Something called the "punishment effect" has been well established in research.  Essentially, it says: "When punishment is used to control behavior, people perform at a level just sufficient to avoid the punishment."  Speed limits are a good example of the "punishment effect." Not too long ago, the speed limit on most major American roads was 55 miles per hour. When that was true, we used to ask people all over the country how fast they usually drove in a 55-milc-per-hour speed-limit zone. Consistently, they told us that they drove between 63 and 65 miles per hour. A few said they drove a little faster. When we asked why they all drove 63 or 65 when the speed limit was 55, they said: "If you drive faster than 65, you'll get a ticket." Practically everyone we spoke with had a certain speed - above the speed limit - they felt they could drive without getting a ticket - without getting punished.  Everyone drove at a speed just short of the point at which they thought they might be punished.

Another story that illustrates the punishment effect and the futility of trying to force performance goes like this:

Years ago, a farmer was going to market in his cart loaded with vegetables. Having started out late, the farmer was in a hurry for fear of missing the market opening. Halfway to the market, his mule stopped dead still in the middle of the road and refused to move. No amount of cracking the whip or flapping the reins would get the mule started again.
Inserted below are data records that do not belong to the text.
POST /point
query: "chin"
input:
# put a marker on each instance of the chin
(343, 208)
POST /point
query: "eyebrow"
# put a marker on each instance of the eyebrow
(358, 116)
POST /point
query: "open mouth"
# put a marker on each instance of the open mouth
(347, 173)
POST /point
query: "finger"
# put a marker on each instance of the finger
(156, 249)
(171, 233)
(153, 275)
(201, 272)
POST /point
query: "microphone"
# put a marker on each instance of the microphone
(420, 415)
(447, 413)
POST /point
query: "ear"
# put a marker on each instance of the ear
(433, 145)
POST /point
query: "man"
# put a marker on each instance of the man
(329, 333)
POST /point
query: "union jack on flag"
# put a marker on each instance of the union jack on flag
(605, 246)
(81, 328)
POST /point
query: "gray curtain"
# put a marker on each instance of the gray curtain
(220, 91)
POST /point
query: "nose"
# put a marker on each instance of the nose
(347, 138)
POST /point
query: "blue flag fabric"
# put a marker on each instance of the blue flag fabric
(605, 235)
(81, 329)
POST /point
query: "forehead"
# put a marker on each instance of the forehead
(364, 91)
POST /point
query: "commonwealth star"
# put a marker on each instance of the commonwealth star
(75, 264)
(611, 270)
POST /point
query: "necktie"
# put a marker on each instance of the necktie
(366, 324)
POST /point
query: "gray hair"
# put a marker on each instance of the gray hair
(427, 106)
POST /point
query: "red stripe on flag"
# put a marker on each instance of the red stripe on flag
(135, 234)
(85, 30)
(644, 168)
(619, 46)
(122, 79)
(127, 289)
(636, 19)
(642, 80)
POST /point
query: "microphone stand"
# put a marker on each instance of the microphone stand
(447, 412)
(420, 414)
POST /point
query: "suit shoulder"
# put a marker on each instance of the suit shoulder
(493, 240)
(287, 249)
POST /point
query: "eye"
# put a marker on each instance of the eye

Finally, in anger, the farmer jumped down from the cart and began to beat the mule with a stick.  Still the mule refused to move.  The farmer became incensed, rushed to the side of the road, and gathered up all of the sticks, twigs, and dry bushes he could find. He piled it under the mule and set it on fire. The mule moved - just far enough to pull the cart squarely over the fire.

The farmer punished the mule and the mule responded - just enough to avoid the punishment.

The same punishment effect occurs in the work setting. Inevitably, when we go into a business where managers try to control behavior through discipline or punishment, we find the same phenomenon. Employees soon learn the minimum performance sufficient to avoid the discipline or punishment. Everybody performs fairly close to that level. The tragedy is that that level is usually far below the level of performance that is possible. Because of the punishment effect, these managers get minimum performance from their people.